Acts 17 of the New Testament reports a theological sermon Paul gave to some Greek intellectual philosophers who were being introduced to the Christ- way for the first time. At one point in his debate he says in reference to humankind “that they should seek God, and perhaps reach out for him and find him. Though he is not far from any one of us.”
He is close at hand but we miss Him because our antennas (if even up) are pointing only in certain common directions. God’s comfort is sometimes so close that it is missed. I have a friend who experienced disappointing career reversals and then had to leave her home. She was sitting in her car after clearing out the last vestiges of a life she loved. Sitting there alone she wondered where God’s care and comfort were for her and her family. At that moment she noticed a disabled refugee she had seen limping along the street many times before but paid little attention to. This time she watched him as he bent down to gaze at a small dandelion. He then looked up, turned towards her with a big toothless grin in what seemed to be a response to the beauty of a simple blooming weed. That was the moment my friend saw and felt the compassion and comfort of God. And it was through a man with far less material wealth and physical comfort than she. She drove off comforted by faith in a God who was there and whose compassion was shown to her in an unexpected, humbling way.

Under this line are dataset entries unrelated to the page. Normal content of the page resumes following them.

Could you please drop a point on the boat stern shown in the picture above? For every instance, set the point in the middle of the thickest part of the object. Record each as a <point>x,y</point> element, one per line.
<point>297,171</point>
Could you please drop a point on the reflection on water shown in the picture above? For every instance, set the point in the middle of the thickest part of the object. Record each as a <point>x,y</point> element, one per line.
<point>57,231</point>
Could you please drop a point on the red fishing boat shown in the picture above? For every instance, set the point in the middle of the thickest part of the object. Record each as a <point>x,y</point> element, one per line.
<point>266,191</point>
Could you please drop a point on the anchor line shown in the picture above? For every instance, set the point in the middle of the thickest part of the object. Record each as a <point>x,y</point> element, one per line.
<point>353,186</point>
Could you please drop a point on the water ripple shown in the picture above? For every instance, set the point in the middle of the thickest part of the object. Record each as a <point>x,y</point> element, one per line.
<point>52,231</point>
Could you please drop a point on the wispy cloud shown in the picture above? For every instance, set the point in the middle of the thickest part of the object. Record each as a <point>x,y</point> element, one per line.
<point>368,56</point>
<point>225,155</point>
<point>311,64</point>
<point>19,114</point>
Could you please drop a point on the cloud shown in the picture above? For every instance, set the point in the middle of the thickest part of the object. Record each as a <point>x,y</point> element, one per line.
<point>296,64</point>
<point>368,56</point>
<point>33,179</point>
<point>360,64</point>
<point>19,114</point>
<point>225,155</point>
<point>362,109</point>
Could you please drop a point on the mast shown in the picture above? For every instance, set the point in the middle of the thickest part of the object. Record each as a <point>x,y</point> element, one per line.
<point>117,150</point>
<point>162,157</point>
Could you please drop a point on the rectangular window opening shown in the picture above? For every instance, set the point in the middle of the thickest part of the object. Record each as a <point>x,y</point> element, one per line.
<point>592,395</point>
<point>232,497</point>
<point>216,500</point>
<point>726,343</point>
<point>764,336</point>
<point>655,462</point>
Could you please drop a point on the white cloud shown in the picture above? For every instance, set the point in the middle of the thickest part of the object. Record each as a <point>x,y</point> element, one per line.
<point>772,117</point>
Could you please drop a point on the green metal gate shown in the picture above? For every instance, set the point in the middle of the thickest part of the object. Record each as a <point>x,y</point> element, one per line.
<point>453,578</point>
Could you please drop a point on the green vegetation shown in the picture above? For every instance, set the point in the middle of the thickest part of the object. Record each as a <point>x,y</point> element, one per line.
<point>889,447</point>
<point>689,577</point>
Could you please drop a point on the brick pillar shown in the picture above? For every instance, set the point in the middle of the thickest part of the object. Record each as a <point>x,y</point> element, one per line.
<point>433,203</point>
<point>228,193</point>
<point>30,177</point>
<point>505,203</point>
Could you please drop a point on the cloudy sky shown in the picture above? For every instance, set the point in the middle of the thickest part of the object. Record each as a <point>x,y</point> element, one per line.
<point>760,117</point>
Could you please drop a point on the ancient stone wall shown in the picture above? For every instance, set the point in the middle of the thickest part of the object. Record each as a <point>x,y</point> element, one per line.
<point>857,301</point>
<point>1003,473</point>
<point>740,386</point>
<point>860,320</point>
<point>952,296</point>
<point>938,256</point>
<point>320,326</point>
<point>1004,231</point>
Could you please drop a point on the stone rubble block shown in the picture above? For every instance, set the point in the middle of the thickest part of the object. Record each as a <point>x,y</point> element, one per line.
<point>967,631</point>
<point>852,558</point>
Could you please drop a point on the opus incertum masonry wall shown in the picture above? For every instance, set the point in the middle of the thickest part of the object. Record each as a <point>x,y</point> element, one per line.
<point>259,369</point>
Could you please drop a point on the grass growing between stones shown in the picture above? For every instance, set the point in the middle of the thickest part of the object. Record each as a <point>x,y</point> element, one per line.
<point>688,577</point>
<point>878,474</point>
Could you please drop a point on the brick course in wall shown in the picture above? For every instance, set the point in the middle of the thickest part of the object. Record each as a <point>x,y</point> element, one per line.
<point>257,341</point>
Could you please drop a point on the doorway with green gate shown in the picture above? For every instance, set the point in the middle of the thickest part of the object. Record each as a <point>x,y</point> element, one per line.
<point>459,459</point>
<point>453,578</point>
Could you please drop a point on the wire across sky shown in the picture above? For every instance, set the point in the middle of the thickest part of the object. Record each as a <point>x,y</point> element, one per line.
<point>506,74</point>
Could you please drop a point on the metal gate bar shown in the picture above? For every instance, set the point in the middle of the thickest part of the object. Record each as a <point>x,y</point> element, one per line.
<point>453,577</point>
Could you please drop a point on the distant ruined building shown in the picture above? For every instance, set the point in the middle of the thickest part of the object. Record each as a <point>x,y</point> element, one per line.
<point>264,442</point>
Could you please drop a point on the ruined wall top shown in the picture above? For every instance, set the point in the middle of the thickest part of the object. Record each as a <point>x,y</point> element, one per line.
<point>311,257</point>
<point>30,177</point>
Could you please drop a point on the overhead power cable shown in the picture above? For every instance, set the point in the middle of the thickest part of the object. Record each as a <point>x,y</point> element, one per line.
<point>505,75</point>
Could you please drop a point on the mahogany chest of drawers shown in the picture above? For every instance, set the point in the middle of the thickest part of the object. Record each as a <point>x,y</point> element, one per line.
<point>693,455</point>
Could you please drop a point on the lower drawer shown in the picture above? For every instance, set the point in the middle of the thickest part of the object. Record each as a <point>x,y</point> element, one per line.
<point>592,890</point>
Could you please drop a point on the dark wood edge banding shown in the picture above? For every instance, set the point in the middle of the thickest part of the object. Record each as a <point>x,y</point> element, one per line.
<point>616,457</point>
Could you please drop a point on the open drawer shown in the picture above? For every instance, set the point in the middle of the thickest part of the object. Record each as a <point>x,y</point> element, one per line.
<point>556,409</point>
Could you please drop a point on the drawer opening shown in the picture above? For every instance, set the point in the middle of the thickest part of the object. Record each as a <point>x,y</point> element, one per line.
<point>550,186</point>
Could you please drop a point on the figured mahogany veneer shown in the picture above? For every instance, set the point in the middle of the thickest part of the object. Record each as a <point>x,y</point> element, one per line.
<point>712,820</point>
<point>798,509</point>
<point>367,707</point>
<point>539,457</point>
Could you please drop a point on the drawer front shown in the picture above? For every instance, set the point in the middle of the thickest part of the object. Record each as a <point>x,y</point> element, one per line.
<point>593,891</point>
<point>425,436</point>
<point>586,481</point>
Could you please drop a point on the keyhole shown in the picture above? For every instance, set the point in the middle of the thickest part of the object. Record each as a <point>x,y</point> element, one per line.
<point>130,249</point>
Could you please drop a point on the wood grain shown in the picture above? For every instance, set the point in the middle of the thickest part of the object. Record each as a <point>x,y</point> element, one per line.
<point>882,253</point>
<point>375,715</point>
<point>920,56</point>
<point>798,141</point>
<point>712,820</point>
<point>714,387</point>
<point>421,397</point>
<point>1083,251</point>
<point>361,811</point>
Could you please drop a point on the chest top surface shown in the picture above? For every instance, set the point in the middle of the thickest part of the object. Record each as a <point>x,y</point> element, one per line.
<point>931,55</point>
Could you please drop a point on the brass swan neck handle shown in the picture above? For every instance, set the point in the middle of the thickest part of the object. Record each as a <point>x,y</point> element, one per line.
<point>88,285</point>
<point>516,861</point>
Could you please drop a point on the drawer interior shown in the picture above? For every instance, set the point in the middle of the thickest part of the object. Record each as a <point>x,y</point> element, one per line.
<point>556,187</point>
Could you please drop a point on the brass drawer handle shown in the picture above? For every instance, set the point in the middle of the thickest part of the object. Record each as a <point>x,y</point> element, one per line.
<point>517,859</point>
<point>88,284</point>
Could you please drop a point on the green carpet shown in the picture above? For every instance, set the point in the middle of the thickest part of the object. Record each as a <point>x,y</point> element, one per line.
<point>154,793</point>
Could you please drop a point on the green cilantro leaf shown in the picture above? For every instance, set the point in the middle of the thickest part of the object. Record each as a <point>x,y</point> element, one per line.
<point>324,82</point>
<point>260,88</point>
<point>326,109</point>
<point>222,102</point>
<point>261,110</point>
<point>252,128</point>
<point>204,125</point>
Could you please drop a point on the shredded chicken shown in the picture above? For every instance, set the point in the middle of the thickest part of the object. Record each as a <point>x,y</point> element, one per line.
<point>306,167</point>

4: Suffering is not understood as having any value
A paraphrase of the last part of this verse goes something like this: “there will come a time when you will comfort others. The comfort you received from God when you were suffering will allow you to ‘pay it forward.’
When I was a young woman I suffered from a serious anxiety disorder. By today’s standard of mental health care I would likely have benefited from an SSRI and cognitive behavioral therapy. (A lot has changed in forty years.) Instead I received comfort through my Christian community even though it felt endlessly drawn out. I am pretty sure that if God had supernaturally spoken to me with a promise that someday I would be providing comfort to others because of the troubles I was having I would have said, “No thank you”. I would have still pleaded for the quickest and most permanent relief intervention possible. And there would have been nothing wrong with that reaction. He would have understood and expected it. But my life was to take a different course. In hindsight I can see that without that experience I would have missed out one of my life’s greatest privileges and satisfactions. I am a mental health clinician today because of my training and education. I am an empathic health clinician because of the “troubles” I went through in my early adult years and the benefits I received through the community of faith. God leveraged what happened in my life to later help me help others.
But, there is a caveat to all this. Proceed gingerly and prayerfully before telling a sufferer of how God is going to use their suffering. I just told my sad story but there are much, much sadder stories than mine being experienced. A bible verse like the one quoted above has truth but the messenger of that truth will more than likely be the Holy Spirit working through someone who has gone through a similar hardship to offer comfort to another.
In closing, I almost gave up this blog post several times. As I worked on it over the course of a week I had periods of discomfort and discouragement. I worried about a return of cancer and a host of other things. I felt like a hypocrite. But at the same time I had moments of insight and comfort so I stayed with it. And isn’t this an imitation of life? We have periods of discomfort, discouragement and trouble. We feel like giving up. But we persist, or rather God persists, comforting us, particularly if we ask Him for it, and then we wait and look for it in the ordinary and the extraordinary. And dare I suggest, when we come through it, it is time to pay it forward.